The parallel-parse work in the perf PR (#8) regressed the indexing progress bar:

  • The parse ran inside one par_iter().collect() with no per-file callback, so the bar jumped straight from 0 to N.
  • Each resolve phase (resolving references, resolving type relationships) reported once and then sat on a static label for seconds, looking hung.

This restores live feedback.

Changes

  • Parse bar climbs again. A scoped observer thread polls an atomic counter that the rayon workers bump, and drives the progress callback (which stays off the worker threads — ProgressFn gains a Sync bound so it can be shared; the binary's closure already qualifies). The bar now climbs smoothly 0 → N during the parse, where the per-file wall-clock now lives.
  • Resolve/write phases advance. IndexProgress gains phase_progress: Option<(done, total)>. resolve_supertypes / resolve_references report per-file progress (coarsely, ~every 1% of files), and a writing graph phase is shown around the batched node write. The bar's bottom line now reads e.g. resolving references 1203/1559… and advances.

Notes

  • Cosmetic only — indexed output is unchanged: verified identical symbol/edge counts and deterministic related output on aeontis-backend before/after.

Test plan

  • cargo fmt --check && cargo clippy --all-targets && cargo test — all green (91 tests).
  • Manual: synapse index --force on a large repo (aeontis-new-reactnative) shows the parse bar climbing, then writing graph, then resolving … N/M… ticking — no more 0→full jump or frozen phase labels.

The parallel-parse refactor broke the progress bar: the parse ran inside
one `par_iter().collect()` with no per-file callback, so the bar jumped
straight from 0 to N, and each resolve phase ("resolving references",
etc.) reported once and then sat on a static label for seconds, looking
hung.

- Parse: a scoped observer thread polls an atomic counter the rayon
  workers bump and drives the progress callback (which stays off the
  worker threads), so the bar climbs smoothly 0 -> N during the parse —
  where the per-file wall-clock now is. `ProgressFn` gains a `Sync` bound
  so the observer can share it; the binary's closure already qualifies.
- Resolve/write phases: `IndexProgress` gains `phase_progress: (done,
  total)`. `resolve_supertypes`/`resolve_references` report per-file
  progress (coarsely, ~every 1%), and a "writing graph" phase is shown
  around the batched node write.

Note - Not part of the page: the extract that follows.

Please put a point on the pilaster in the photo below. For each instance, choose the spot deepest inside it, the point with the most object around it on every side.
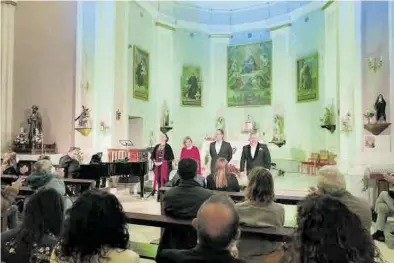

The bar's bottom line now reads e.g.
  "resolving references 1203/1559…" and advances.

Cosmetic only — indexed output (counts, edges, deterministic `related`)
is unchanged.
@prom3theu5 prom3theu5 merged commit c59ba46 into main Jun 2, 2026
1 check passed
@qodo-code-review

Copy link
Copy Markdown

Review Summary by Qodo

Restore live progress bar during parallel parse and resolve phases

🐞 Bug fix

Grey Divider

Walkthroughs

Description
• Restore live progress feedback during parallel parse phase
  - Observer thread polls atomic counter bumped by rayon workers
  - Progress callback driven from main thread, stays off worker threads
• Add per-phase progress tracking with phase_progress: (done, total)
  - Resolve phases report per-file progress at ~1% cadence
  - Writing graph and resolve phases now show advancing counters
• Make ProgressFn Sync to enable shared observer thread access
• Update progress UI to display phase sub-counts (e.g., "resolving references 412/1559…")
Diagram
flowchart LR
  A["Parse Phase<br/>Rayon Workers"] -->|"bump atomic<br/>counter"| B["Atomic Counter"]
  B -->|"poll every 80ms"| C["Observer Thread"]
  C -->|"drive callback"| D["Progress Bar"]
  E["Resolve Phases<br/>resolve_supertypes<br/>resolve_references"] -->|"report per-file<br/>progress ~1%"| F["phase_progress<br/>done/total"]
  F -->|"update UI"| D

Loading

Grey Divider

File Changes

1. src/indexer/mod.rs 🐞 Bug fix +134/-66

Implement live progress tracking for parse and resolve phases

• Add phase_progress: Option field to IndexProgress struct for sub-phase progress tracking
• Add Sync bound to ProgressFn type to enable sharing across observer thread
• Wrap parallel parse in thread::scope with observer thread that polls atomic counter and drives
 progress callback
• Refactor resolve phases to accept progress report callback and call maybe_report at ~1% cadence
• Add maybe_report helper function to throttle progress reports to ~1% of total items
• Update all phase reporting calls to include optional phase_progress parameter
• Remove per-file progress reporting from sequential drain loop

src/indexer/mod.rs


2. src/main.rs ✨ Enhancement +9/-4

Display phase progress counters in progress bar UI

• Update progress bar message formatting to display phase sub-counts when available
• Show format "phase done/total…" instead of just "phase…" for phases with progress tracking
• Improve UI clarity by displaying advancing counters during long-running resolve phases

src/main.rs


Grey Divider

Qodo Logo

@qodo-code-review

qodo-code-review Bot commented Jun 2, 2026

Copy link
Copy Markdown

Code Review by Qodo

🐞 Bugs (1) 📘 Rule violations (3)

Grey Divider


Remediation recommended

1. ProgressFn called from thread 📘 Rule violation ☼ Reliability Rule 10
Description
The parse observer invokes cb from within scope.spawn, so progress callbacks run on a separate
thread rather than the caller thread. This silently changes (and contradicts the nearby “stays on
this thread” comment) the public progress-callback threading contract and can break consumers that
require same-thread/UI-thread updates or non-Sync callbacks.
Code

src/indexer/mod.rs[R316-342]

Evidence
The cited code path calls the progress callback inside std::thread::scope().spawn, which means the
closure executes on a spawned OS thread rather than on the initiating/caller thread. At the same
time, ProgressFn is publicly exported (via pub mod indexer) and now includes a Sync bound,
tightening who can implement it; combined with the nearby comment stating the callback “stays on
this thread,” these citations demonstrate a silent divergence from established conventions/patterns
and an API/threading-contract change that downstream consumers may not be prepared for.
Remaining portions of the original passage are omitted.